Numa temporada com apenas quatro corridas, não faltou quem criticasse o elenco de ontem, alegando que Lisboa merecia mais e que as quatro noites de 2022 teriam que ser quatro grandes acontecimentos. Valha contudo a verdade que a corrida valeu a pena, ninguém saíu defraudado e acabou por ser uma boa noite de toiros. Contra factos, não há argumentos. Foi uma noite para todos os gostos. E sem desgostos.

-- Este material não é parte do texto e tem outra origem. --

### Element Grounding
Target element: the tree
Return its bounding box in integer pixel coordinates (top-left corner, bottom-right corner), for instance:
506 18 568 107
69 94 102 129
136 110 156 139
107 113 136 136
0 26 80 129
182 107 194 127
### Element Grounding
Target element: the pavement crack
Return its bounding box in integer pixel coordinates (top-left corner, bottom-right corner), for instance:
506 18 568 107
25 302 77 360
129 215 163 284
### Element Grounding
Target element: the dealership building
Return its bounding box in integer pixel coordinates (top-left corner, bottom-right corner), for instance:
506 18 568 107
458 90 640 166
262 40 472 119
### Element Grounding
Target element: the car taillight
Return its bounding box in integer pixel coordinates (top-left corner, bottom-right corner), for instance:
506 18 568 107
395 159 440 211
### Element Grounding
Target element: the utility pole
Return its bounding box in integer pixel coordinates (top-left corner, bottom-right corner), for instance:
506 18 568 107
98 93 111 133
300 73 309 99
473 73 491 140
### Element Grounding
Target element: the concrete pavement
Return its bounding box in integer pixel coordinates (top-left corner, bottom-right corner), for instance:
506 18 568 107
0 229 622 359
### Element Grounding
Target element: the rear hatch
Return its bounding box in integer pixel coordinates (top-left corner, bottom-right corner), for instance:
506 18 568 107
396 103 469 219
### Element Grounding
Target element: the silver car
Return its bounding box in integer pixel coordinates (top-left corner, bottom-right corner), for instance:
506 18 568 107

Dois com pesos acima dos 600 quilos, os restantes todos com mais de 500, os toiros da ganadaria Vinhas não facilitaram a vida a ninguém. Sérios, a pedir contas e a "meter mudanças", foram sobretudo muito duros para os forcados. De melhor nota os lidados em segundo, quinto e sexto lugares. Complicado o primeiro, reservado o terceiro, perigoso o quarto. No último, o director de corrida João Cantinho premiou a ganadaria com volta à arena, que foi dada por Luis Vinhas.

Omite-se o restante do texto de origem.